Der US-Weizenpreis ist Anfang September auf ein 2 ½ Jahrestief von 4,30 USD je Scheffel gefallen. Seither lässt sich eine Stabilisierung zwischen 4,30 und 4,50 USD beobachten (Grafik 1). Aufgrund bestehender Ernterisiken auf der Südhalbkugel, einer zu erwartenden Rückführung der Anbauflächen im kommenden Jahr und einer anziehenden Nachfrage rechnen wir bis Ende des Jahres und im kommenden Jahr mit moderat steigenden Weizenpreisen. Die reichlich gefüllten weltweiten Lagerbestände dürften das Anstiegspotenzial allerdings begrenzen, so dass sich Weizen im Vergleich zu Mais nur unterdurchschnittlich entwickeln dürfte. Wir prognostizieren einen durchschnittlichen Weizenpreis von 5 USD je Scheffel im vierten Quartal und einen Anstieg auf 6 USD je Scheffel bis Ende 2010.

Die Weizenpreise sind in den Sommermonaten stark unter Druck geraten. Denn die Weizenernte auf der Nordhalbkugel dürfte in diesem Jahr besser ausgefallen sein als zunächst erwartet. Grund hierfür ist das günstige Wetter in den letzten Wochen der Wachstumsphase und während der Ernte. Dies hat zu höheren durchschnittlichen Ernterträgen geführt.

Der Rückgang der Anbauflächen sowie die witterungsbedingten Verzögerungen im Frühjahr konnten so teilweise wettgemacht werden. Besonders augenfällig ist dies bei der Weizenernte in den USA, dem weltgrößten Weizenexportland. Die US-Ernteschätzung wurde vom USLandwirtschaftsministerium (USDA) in den vergangenen vier Monaten um insgesamt 10% nach oben revidiert. Das USDA geht in seiner aktuellen Schätzung davon aus, dass die weltweite Weizenproduktion im laufenden Erntejahr 6 Mio. Tonnen höher ausfallen wird als bei der ersten Schätzung im Mai.

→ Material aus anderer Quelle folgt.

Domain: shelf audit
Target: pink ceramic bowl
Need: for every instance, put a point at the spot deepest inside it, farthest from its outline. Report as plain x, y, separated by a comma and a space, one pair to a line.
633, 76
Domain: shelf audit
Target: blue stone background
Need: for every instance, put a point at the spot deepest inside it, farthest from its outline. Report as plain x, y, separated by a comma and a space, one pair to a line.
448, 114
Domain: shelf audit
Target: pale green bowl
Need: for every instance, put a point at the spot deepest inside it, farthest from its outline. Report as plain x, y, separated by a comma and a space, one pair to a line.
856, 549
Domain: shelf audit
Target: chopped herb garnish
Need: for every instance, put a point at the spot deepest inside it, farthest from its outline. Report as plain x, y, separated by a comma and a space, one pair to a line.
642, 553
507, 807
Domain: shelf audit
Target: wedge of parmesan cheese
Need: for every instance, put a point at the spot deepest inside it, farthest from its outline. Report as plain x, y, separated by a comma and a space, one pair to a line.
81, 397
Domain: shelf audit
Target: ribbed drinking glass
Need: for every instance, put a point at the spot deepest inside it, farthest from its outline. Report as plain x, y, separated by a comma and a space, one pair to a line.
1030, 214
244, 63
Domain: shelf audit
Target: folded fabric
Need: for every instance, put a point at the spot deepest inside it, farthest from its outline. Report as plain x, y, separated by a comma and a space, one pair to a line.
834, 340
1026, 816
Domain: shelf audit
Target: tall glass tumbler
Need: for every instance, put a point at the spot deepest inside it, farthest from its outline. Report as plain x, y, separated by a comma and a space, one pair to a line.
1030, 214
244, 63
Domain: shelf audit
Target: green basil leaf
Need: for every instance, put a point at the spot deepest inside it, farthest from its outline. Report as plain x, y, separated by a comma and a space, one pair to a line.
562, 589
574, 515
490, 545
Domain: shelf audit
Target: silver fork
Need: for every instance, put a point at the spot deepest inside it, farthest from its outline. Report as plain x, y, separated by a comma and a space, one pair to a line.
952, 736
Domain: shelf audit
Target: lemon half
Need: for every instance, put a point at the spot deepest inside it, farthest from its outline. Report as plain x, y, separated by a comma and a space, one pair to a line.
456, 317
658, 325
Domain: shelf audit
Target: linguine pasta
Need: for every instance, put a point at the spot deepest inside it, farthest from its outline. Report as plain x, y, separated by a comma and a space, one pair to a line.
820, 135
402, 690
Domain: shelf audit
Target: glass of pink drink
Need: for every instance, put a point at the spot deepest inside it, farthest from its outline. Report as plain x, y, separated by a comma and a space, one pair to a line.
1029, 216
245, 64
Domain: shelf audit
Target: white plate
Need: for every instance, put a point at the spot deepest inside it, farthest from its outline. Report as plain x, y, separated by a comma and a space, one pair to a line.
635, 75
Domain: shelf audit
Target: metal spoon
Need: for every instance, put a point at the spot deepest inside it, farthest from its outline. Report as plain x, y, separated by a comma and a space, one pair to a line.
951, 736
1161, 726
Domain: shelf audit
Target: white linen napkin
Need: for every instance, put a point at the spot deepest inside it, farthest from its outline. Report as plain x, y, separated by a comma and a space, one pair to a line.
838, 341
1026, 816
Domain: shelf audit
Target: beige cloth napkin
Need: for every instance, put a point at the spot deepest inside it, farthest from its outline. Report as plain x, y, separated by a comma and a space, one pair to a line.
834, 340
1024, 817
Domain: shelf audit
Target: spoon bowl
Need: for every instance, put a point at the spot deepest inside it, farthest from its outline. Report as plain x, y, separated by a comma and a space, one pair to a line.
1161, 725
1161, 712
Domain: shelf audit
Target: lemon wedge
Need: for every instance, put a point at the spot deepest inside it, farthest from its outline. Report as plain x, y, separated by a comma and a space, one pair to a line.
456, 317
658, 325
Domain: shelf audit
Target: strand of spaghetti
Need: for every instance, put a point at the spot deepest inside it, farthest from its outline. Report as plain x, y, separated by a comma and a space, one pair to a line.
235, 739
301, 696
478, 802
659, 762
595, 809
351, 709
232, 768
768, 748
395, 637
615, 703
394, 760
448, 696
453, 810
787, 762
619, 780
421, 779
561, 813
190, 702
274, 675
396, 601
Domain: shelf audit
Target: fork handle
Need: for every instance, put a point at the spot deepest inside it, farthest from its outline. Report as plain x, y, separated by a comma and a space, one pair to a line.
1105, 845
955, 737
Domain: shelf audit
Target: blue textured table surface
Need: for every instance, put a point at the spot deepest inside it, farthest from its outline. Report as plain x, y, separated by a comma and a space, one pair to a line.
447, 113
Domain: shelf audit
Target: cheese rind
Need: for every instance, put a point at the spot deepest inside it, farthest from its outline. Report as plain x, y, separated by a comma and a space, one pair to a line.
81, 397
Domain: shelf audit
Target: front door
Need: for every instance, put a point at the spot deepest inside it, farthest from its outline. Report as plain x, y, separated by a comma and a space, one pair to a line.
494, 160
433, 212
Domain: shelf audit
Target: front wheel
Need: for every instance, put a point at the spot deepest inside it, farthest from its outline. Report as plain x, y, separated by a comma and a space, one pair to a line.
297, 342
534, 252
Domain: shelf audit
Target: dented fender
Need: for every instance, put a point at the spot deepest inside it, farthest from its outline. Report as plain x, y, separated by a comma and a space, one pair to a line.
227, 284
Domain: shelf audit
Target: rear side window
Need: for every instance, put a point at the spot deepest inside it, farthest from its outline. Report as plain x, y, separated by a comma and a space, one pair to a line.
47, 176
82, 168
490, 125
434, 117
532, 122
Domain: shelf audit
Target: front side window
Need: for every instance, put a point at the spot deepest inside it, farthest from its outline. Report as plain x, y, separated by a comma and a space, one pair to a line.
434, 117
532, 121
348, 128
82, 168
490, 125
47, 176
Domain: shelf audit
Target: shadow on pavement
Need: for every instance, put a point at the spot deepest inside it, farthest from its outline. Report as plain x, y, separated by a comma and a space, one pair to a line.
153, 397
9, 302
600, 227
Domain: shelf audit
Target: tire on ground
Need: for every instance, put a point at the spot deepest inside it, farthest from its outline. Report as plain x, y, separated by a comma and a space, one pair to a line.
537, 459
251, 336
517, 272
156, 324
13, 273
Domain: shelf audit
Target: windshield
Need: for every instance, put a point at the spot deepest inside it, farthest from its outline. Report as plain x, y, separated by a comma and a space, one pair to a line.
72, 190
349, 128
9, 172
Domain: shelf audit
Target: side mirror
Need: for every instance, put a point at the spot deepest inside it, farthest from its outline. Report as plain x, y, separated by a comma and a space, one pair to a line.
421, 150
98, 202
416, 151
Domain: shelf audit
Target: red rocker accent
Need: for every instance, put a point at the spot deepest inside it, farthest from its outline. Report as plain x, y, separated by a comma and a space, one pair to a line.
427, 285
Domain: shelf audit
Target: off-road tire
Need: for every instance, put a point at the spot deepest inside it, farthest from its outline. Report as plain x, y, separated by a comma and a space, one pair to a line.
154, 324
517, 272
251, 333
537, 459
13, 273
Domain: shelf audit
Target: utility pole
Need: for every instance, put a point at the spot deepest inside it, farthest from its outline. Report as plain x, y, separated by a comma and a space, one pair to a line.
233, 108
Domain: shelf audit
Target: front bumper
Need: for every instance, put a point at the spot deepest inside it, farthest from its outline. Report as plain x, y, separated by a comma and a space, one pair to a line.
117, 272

Der International Grains Council (IGC) hat seine Ernteschätzung im selben Zeitraum sogar um 14 Mio. Tonnen nach oben revidiert. Da gleichzeitig die Prognose für den weltweiten Weizenverbrauch nur geringfügig angehoben wurde, steigt der erwartete Angebotsüberschuss auf dem Weizenmarkt. Dieser dürfte sich laut USDA auf 17 Mio. Tonnen und laut IGC sogar auf 22 Mio. Tonnen belaufen, nachdem im Vorjahr der Angebotsüberschuss 45 Mio. betrug. In der Folge sollen die weltweiten Weizenlagerbestände zum Ende des laufenden Erntejahres auf 186,6 Mio. Tonnen steigen (Grafik 2). Das ist der höchste Stand seit acht Jahren und liegt 64 Mio. Tonnen über dem vor zwei Jahren verzeichneten 28-Jahrestief. Eine Knappheit besteht bei Weizen im Gegensatz zu vielen anderen Agrarrohstoffen somit nicht.

Der Weizenpreis hat zuletzt aber nicht mehr auf die anhaltenden Aufwärtsrevisionen der Ernteprognosen reagiert. Dies kann ein Indiz dafür sein, dass die negativen Nachrichten mittlerweile größtenteils eingepreist sind und dass das weitere Abwärtspotenzial für die Weizenpreise somit begrenzt ist. Dazu passt auch, dass die kurzfristig orientierten Marktteilnehmer derzeit so negativ für Weizen gestimmt sind wie zuletzt vor knapp vier Jahren (Grafik 8, Seite 5). Dies spricht kurzfristig für eine Bodenbildung und unterstützt mittelfristig steigende Preise.

Wir erachten die Ernterisiken in Australien weiterhin nicht ausreichend berücksichtigt. Der staatliche australische Analysedienst ABARE hat seine Prognose für die australische Weizenernte trotz der Regenarmut in weiten Teilen des Landes unlängst sogar um 3,4% auf 22,7 Mio. Tonnen nach oben revidiert. Sollte es aufgrund von El Nino zu größeren Ernteausfällen in Australien kommen, ist mit einem stärkeren Preisanstieg zu rechnen als oben dargestellt.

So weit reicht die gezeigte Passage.